[arin-ppml] Draft Policy 2012-4: Return to 12 Month Supply and Reset Trigger to /8 in Free Pool
Joe Maimon
jmaimon at chl.com
Wed Mar 14 19:32:39 EDT 2012
ARIN wrote:
> Draft Policy ARIN-2012-4
> Return to 12 Month Supply and Reset Trigger to /8 in Free Pool
Very opposed.
> Staff Assessment.
>
> • Issuing a 12-month supply of IPv4 addresses will likely significantly
> accelerate the depletion of ARIN’s existing IPv4 free pool.
> Historically, ARIN’s IPv4 consumption rate was roughly doubled when
> issuing a 12-month supply vs a 3-month supply.
> o From 2008 through 2010, ARIN issued 3.36, 2.46, and 2.69 /8s
> respectively when issuing a 12-month supply, vs 1.32 /8s in 2011 when
> the 3-month supply policy went into effect.
>
> • With the reintroduction of a 12-month supply window, there is the
> possibility that several very large requests could quickly deplete
> ARIN’s free pool. In light of this fact, the community may want to
> consider bringing back a maximum allocation/assignment size.
How long do you want ARIN resources to be generally available for?
1-2 years?
3-5 years?
>
> Rationale:
>
> There has been discussion in the community that ARIN's inventory of IPv4
> addresses may be excessive given the reduction in the rate of
> consumption which is concurrent with the reduction to a 3 month supply
> when ARIN received its last /8 at IANA run-out.
In other words, soft landing is working surprisingly well, cutting the
burn rate and extending ARIN's IPv4 availability, which every sane
person should consider a good thing, considering the dismal state of
IPv6 adoption.
> And that such an excess
> inventory in the ARIN region may be damaging the transition to IPv6 by
IPv6 does not deserve a chance if it must come from hastening the demise
of IPv4.
Doing so is wrong and irresponsible. Is is also not within your power.
You cant kill IPv4. All you can do is try to ensure that the registries
are not in the business of providing it.
That leaves everybody else, especially those who have gobs of it. Fine
stewardship, that, leaving the community solely to the mercy of the
commercial interests.
Thus taking an irresponsible idea and turning it into downright immoral.

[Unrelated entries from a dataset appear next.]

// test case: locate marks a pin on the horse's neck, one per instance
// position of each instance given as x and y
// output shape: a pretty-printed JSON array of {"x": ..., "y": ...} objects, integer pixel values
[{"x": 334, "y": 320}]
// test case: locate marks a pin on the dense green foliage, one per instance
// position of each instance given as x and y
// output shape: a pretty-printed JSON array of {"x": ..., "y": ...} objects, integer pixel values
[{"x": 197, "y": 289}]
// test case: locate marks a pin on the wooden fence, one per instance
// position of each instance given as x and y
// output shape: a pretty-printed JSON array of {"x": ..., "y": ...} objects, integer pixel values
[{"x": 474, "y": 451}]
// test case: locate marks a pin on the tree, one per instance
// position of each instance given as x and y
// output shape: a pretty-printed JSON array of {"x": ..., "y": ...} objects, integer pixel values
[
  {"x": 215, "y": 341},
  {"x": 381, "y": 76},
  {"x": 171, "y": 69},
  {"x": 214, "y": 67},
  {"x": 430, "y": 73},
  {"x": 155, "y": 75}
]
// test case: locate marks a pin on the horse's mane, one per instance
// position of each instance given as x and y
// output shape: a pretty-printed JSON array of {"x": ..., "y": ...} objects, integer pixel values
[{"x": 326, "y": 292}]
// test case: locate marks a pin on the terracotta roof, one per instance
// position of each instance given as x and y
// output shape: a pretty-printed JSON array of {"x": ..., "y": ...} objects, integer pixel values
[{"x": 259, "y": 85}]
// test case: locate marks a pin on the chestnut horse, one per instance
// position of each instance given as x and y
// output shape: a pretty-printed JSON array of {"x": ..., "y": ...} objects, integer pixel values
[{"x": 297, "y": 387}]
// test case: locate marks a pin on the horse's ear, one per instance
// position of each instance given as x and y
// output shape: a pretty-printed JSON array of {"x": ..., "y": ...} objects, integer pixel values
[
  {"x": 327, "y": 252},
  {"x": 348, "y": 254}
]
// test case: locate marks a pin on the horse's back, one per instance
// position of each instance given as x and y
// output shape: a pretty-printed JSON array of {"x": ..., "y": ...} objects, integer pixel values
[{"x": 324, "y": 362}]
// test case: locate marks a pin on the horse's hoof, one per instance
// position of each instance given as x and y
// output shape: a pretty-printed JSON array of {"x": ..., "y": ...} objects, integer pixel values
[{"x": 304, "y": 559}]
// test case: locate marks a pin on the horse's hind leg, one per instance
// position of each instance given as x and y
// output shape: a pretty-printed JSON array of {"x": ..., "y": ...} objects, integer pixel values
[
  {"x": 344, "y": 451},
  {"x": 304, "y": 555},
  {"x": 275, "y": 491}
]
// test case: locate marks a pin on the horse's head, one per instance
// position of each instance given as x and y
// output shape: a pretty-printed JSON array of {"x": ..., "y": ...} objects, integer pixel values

Besides, you all had your chance to deplete ARIN, and nobody was brave
enough to step up to that plate.
> elongating the amount of time between ARIN's exhaustion and exhaustion
> by other RIR's, thus creating a dangerous skew across parts of Internet
> in the need to transition to IPv6.
They are welcome to try and be more responsible if they want to extend
their availability. I welcome them doing so.
Did not APNIC do something like that already?
> ARIN's stewardship responsibilities are of primary concern in this
> region. However, restoring the a 12 month supply of addresses is
> consistent with these stewardship responsibilities.
No it isnt. Its contradictory. Its reversing an effective mechanism that
preserves IPv4 availability to everybody within the ARIN region.
> Asking businesses to
> request addresses on a three month basis with such large inventory
> available at ARIN unnecessarily increases the cost and complexity of
> operating networks; repeated and slow interactions with ARIN, duplicate
> paperwork requirements and an inefficient use of resources by all
> compound the pain.
This is the soft landing at work.
More inconvenience, less pain.
Greater general availability, greater efficiency of resource
utilization, more time to get further with IPv6 transition then we are
now, gradual increase of scarcity pressures instead of sudden shocks.
All good things. Unlike this draft policy.